Ruth Davidson should have been Tory leader. Instead, she’s on the sidelines

Published by The Guardian (29th August, 2019)

The resignation of a Scottish Tory leader does not tend to be seismic political news. I doubt, for instance, many people south of the border could recall the name of the last woman to stand down from this post eight years ago. Yet Ruth Davidson has always been different, from her personal story to her style of politics – and this is why her  decision to step back from the frontline has such immense significance for both the Conservative party and the future of the union.

Davidson was a breath of fresh air after taking over the post from the doughty Annabel Goldie, narrowly grabbing the leadership just months after becoming an MSP. She quickly attracted attention as someone who was charming, pugnacious and unusually witty for a politician, seemingly content in her own skin, comfortable on social media, and unconcerned about exposing personal contradictions as a gay, Christian, Tory promoting her party in a place where the brand had become poison.

She was seen as an embodiment of David Cameron’s flawed modernisation efforts. Yet Davidson is a mixture of liberalism on issues such as migration and social mores, combined with more traditional Tory views on crime, punishment and, above all, protection of the union. She won respect by dragging her party back from the graveside, beating Labour into third place in Scottish parliamentary elections before saving Theresa May’s skin with 13 Tory MPs in the 2017 election debacle.

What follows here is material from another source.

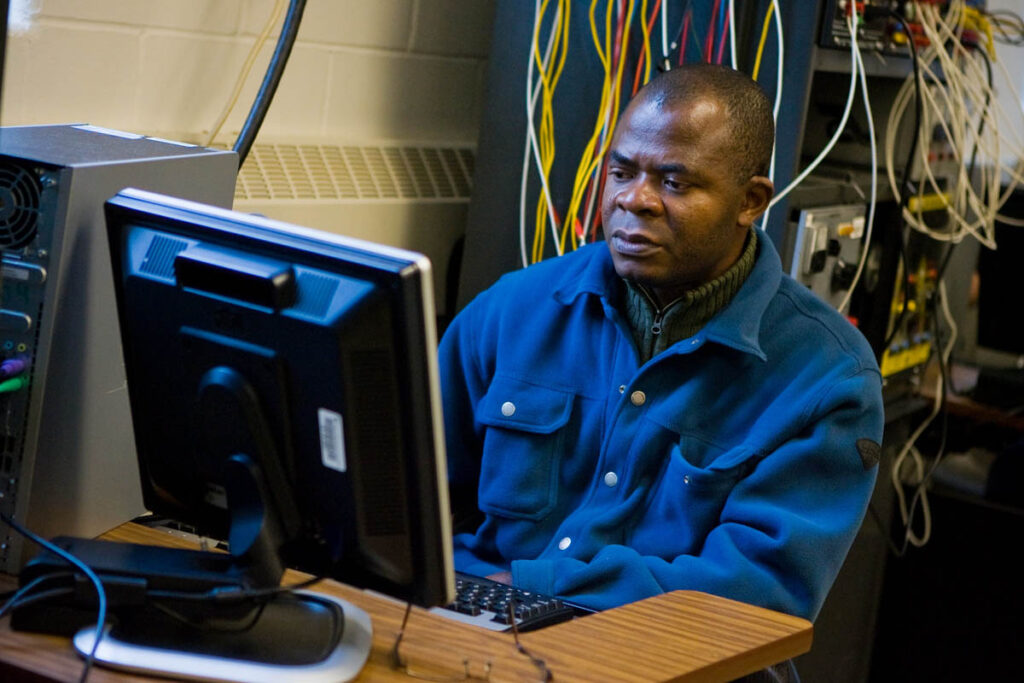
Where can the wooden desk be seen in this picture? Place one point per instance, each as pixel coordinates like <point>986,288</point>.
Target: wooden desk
<point>683,635</point>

But thanks to the ongoing ruptures of Brexit and the party’s capture by zealots under the charlatan-in-chief Boris Johnson, all her efforts are likely to be ruined. A devout remainer, she was nevertheless loyal to May’s dismal attempts to find a compromise solution while watching Westminster’s paralysis and strife with horror. Now the Tory party has lurched hard right, the prime minister is reviving its toxicity in Scotland, and her precious union is being endangered by the reckless behaviour of the fanatical cabal that has taken over Downing Street.

Davidson is pleading personal reasons for her departure after the birth of her baby. No doubt this has altered focus and forced a fresh look at life’s priorities. Yet no one should be fooled. Her efforts to salvage the Tory party in Scotland and save the union are being torn asunder. Johnson is the embodiment of everything she and so many fellow Scots despise, with his upper-class arrogance, his ceaseless lies and his contempt for Brussels. She was also furious when David Mundell, her friend and ally as Scottish secretary, became a victim of the new prime minister’s cabinet cull.

She has rightly made clear her intense dislike for a disastrous no-deal exit from the European Union. Her honourable resignation, while highly regrettable, contrasts favourably with all those other sleazy self-identifying modernisers who so readily swallowed principles to cling on to senior jobs, despite speaking out on the dangers of no deal and prorogation of parliament. The likes of Matt Hancock, Amber Rudd and Nicky Morgan have demeaned themselves beyond repair while also doing so much to corrode even more the public’s declining trust in politics.

Davidson’s strength is her ability to present herself to voters as a real person, filled with human contradictions and leavened by wit. It says much about the state of our politics that this makes her a rare creature in that world, like Labour’s Jess Phillips or fellow Tory Rory Stewart. Many hoped she might transfer her star quality to Westminster as national leader, thwarting Johnson’s ambition. Instead she joins a small band of sidelined Tories heroically resisting their party’s transformation from traditional conservatism, with its belief in constitutional propriety and fiscal responsibility, into a small-minded populist force defined by nationalism.

Look now at the Tory party under its loathsome leader, clearly prepared to stop at nothing to protect himself and drive through his extreme vision of Brexit. The cowardly Johnson filled his cabinet with sycophants, turncoats and ultras, his strings being pulled by a puppet-master strategist who seems contemptuous of both Whitehall and Westminster. The situation is so grim that Lord Kerslake, a former civil service chief, has warned former colleagues to consider putting ‘stewardship of the country ahead of service to the government of the day’.

This is why Davidson’s resignation marks a significant moment. The union, already threatened by the lethal combination of Brexit and Johnson, is left weaker without its most valiant defender as the divisive creed of nationalism surges on both sides of the border. She was also the final hope of moderates still clinging to the concept of a modernised Tory party fighting on the centre ground for younger, female and ethnic minority voters. Instead the Tory party has lost its last liberal, progressive voice in a position of influence – and the entire country is left weaker as a result.